La Venere di Willendorf

Diritto tuttora messo in discussione dai vertici, ma anche dagli italiani in generale, ancora legati a retaggi culturali superati e a un sistema patriarcale radicato ormai nel tessuto sociale.
Non è tanto dell’eticità dell’aborto, però, di cui vorrei trattare in questo articolo; bensì del giudizio consequenziale che il discorso in questione trascina con sé: la presunta responsabilità totale della donna nella protezione durante i rapporti sessuali.

Infatti, ragionamento pressoché automatico – ed è questo a dover preoccupare – all’accusa politica dell’uso eccessivo della pratica abortiva da parte delle donne straniere, è stato quello di giudicare la controparte femminile in questione colpevole in toto di non aver provveduto “prima” ad evitare la gravidanza. Ritorniamo sempre al discorso dell’uomo socialmente ritenuto “animale”, incapace di raziocinio: spetta dunque alla donna assicurarsi di avere l’adeguata protezione.

Lei rimane incinta? È lei ad assumersi la responsabilità delle azioni di entrambi. Ironico come si pretendano, da parte paterna, i medesimi diritti in capo alla gestione dei figli nel caso di una separazione, ma quando si tratta di concepimento… Ecco che l’uomo alza le mani, rivendicando al massimo un diritto di scelta sulla gestione del corpo femminile.

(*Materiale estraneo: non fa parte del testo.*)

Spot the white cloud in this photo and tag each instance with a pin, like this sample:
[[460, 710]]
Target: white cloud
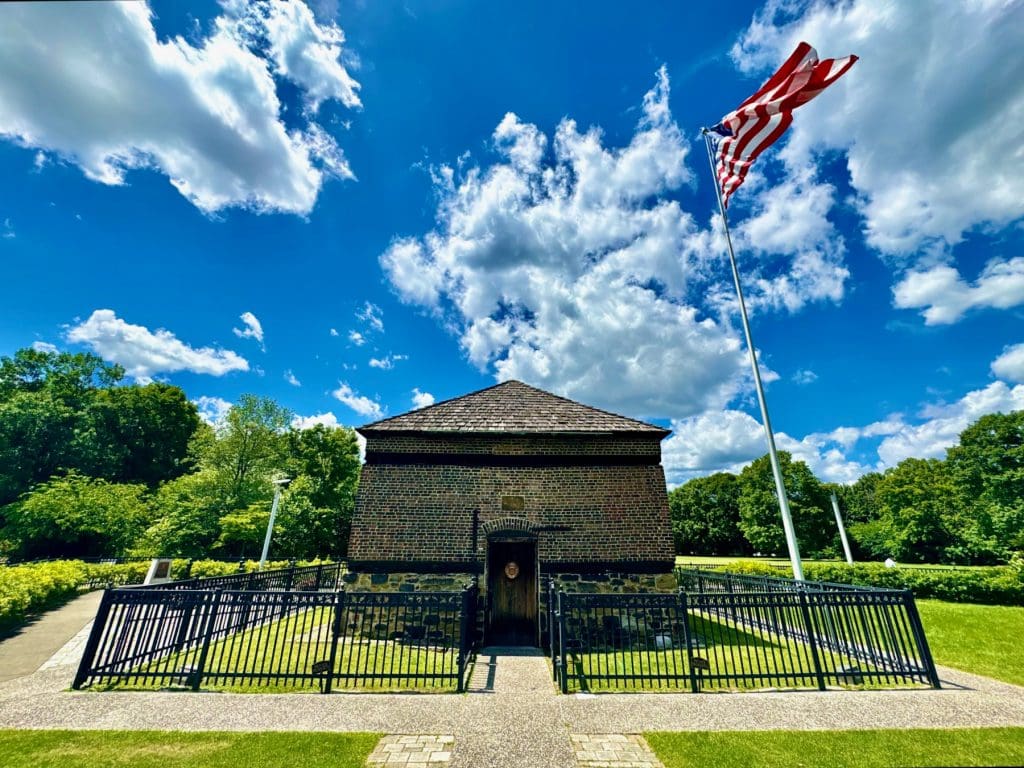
[[565, 264], [307, 422], [216, 129], [387, 361], [253, 328], [928, 117], [944, 296], [1010, 365], [144, 353], [422, 399], [212, 410], [373, 315], [359, 403], [805, 377]]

Invece è proprio la fase, per così dire “intermedia”, l’unica potenzialmente non concernente l’uomo: la decisione non può che spettare alla parte che ne subisce e si prende carico dei pesi, nonché delle conseguenze maggiori.
Se mi trova concorde la necessità di una maggiore parità a livello di cura della prole, sia in un contesto di separazione coniugale, che in quello scontato di unione, mi trova ugualmente sostenitrice della divisione del carico di responsabilità se parliamo di gravidanza indesiderata.

Cerchiamo di essere più chiari. Non tutte le donne possono prendere la pillola anticoncezionale e/o quella del giorno dopo. La pillola ha un costo, fisico ed economico, completamente a carico della donna – e già, qui, a mio parere, la mentalità dovrebbe portare ad una suddivisione della spesa, sia riguardante il medicinale in sé, ma anche delle visite relative- e, ahimè, non vi è una garanzia totale di protezione.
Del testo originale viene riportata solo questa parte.